By Stacy Kess firstname.lastname@example.org
March 4, 2014
A former Delaware man will serve a minimum of 19 years – up to 95 years – for the crimes he committed against his daughter 20 years ago.
Frank Hertel Sr., 51, pleaded guilty Monday to three counts of rape and two counts of gross sexual imposition. He was indicted in 2000 for raping his daughter multiple times in between 1993 and 1995, but fled the country. Tuesday, he was sentenced to 5 to 25 years for each count of rape and 2 to 10 years for each count of gross sexual imposition, served consecutively but with the possibility of parole. Hertel will be able to serve his term beginning Tuesday concurrently with a 20-year term he is serving in Arizona for the rape of his daughter while the family lived there.
Though unusual, Judge Everett Krueger allowed daughter Heather Orr to give her victim impact statement last and the defendant to speak first. Prosecutor Carol O’Brien asked for the change to allow Orr to finally “have the last word.” (The Gazette does not identify sex crime victims unless they voluntarily identify themselves to the media, which Orr has done previously.)

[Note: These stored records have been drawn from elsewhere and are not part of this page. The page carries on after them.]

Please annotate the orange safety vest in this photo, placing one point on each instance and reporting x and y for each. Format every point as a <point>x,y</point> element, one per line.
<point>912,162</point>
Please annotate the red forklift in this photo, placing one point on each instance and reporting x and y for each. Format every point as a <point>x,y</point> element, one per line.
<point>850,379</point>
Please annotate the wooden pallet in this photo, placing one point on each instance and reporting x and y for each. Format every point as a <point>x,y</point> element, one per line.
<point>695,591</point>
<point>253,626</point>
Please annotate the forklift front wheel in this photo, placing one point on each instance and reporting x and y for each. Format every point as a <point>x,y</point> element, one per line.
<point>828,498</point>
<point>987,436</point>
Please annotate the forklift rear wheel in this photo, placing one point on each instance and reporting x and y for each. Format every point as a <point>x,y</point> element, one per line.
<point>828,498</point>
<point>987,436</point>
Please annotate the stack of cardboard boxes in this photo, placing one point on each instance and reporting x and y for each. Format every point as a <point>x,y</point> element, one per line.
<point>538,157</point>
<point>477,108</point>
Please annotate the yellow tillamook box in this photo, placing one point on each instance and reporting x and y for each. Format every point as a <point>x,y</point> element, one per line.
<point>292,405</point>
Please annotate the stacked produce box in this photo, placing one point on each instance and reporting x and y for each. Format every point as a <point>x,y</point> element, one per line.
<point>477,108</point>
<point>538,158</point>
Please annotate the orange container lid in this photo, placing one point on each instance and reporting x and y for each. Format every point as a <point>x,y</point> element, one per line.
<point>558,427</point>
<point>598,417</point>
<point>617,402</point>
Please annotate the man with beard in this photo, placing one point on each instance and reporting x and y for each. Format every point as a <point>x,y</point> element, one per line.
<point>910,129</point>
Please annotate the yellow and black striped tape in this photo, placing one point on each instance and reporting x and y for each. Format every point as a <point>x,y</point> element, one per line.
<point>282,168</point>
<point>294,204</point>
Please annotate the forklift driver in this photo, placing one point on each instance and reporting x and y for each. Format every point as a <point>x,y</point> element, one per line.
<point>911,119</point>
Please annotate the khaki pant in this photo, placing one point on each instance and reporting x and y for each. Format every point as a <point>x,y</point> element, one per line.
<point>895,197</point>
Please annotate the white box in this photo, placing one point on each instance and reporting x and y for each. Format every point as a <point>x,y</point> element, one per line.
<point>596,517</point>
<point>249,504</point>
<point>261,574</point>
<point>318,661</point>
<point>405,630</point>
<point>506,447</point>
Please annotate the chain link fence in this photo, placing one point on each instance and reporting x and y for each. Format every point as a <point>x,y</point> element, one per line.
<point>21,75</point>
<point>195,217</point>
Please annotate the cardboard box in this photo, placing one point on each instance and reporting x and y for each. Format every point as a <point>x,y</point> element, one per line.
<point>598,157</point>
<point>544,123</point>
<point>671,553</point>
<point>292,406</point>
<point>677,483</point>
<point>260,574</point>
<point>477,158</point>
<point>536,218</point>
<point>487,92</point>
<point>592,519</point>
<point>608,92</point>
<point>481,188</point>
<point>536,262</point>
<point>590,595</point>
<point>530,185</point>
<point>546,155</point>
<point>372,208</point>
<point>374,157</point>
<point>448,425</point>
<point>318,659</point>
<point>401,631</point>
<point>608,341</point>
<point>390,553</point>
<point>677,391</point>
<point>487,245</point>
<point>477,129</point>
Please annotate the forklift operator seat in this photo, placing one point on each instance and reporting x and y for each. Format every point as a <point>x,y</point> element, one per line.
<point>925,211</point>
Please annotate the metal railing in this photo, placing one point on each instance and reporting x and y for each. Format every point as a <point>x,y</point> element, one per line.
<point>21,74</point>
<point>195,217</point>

“I’m truly, truly sorry,” Hertel said. “This is not the life I wanted for my daughter to have. I wanted her life to be perfect.”
As he finished his statement, he spoke to Judge Everett Krueger directly.
“I wish you could do something to make it all go away, but I know you can’t,” he said. “Do the best you can, judge. That’s all I ask.”
O’Brien said the case “exemplifies the worst of the worst. This man groomed his daughter from a young age to expect this.”
She said Orr was repeatedly let down by authorities each time she reported her father – from eighth grade to when she located her fugitive father in Germany and reported him to a federal marshal. She asked the judge not to let Orr down again.
Although many rape victims choose to remain anonymous, Orr said she has come public and remained public to give a voice to victims.
“I’ve been denied this right (to speak) for a very long time,” she said. “He is a danger to society. And to me and my family, he is more of a danger.”
She described the “scars” left by the rape by her father.
“I wish a stranger had done this to me,” she said. “I love my dad because he’s my dad, but this hurt me more than anyone could imagine.”
According to O’Brien, recent phone calls from Hertel to family members from jail revealed he planed to appeal both the Arizona ruling and this sentence.
Orr said if her father appeals, “today’s not going to be closure. This is not going to be over.”
As Orr finished speaking, Hertel yelled, “I love you, Heather.”
Orr told the media after Hertel was remanded that despite his outburst, she still got the last word.
Hertel was arraigned on the rape and gross sexual imposition charges on March 18, 2013. He initially pleaded not guilty to the charges, but changed his plea to guilty Nov. 4 under a plea deal that allowed him to choose whether he would be sentenced under old laws or current laws governing penalties for rape.
When attorneys noted a miscommunication in the original plea deal, Hertel changed his plea to not guilty at his sentencing Dec. 13.
He again changed his plea to guilty under the original charges Monday and said he had never intended to change his plea to not guilty; he entered the plea of not guilty Dec. 13 due to the miscommunication in the plea deal.
“I’m doing this of my own free will,” Hertel said Monday, “so that my daughter will have closure of all of this and I will take whatever judgement you pronounce on me without reservation. Everything was explained adequate this time. It’s a shame there was a misunderstanding last time or it would have gone forth.”
The pattern of rape began when his family lived in Delaware County. Hertel was indicted on charges Nov. 17, 2000, and then on similar charges in Arizona. He evaded police and fled to Germany with his wife and son while on trial in 2001 in Arizona. The Arizona trial continued without him and he was found guilty on charges, despite his whereabouts being unknown at that time.
Orr began searching for Hertel and said every so often she would run his name through Google. She said one day it returned a news story about Hertel’s father committing fraud in Canada. From the comments on the news story, she was able to track down people who knew the location of Hertel. She said her first attempts to report him to the Federal Marshall were ignored.
In 2012, Hertel was arrested by German police and extradited to Arizona as a fugitive. He is now serving a 20-year prison sentence at the Arizona State Prison Complex in Florence, Ariz.
After the change of plea in December, Hertel was indicted on three charges of rape with a force specification and two counts of sexual imposition under current laws on Jan. 17. The force specification would have created the possibility of a lifetime sentence. He was arraigned on those charges on Jan. 24, but pleaded not guilty. His new trial was set to begin Tuesday; that case was dismissed.
Hertel was also ordered to pay $2,359.80 in court fees and prosecution costs. He has the right to appeal both the sentence and conviction.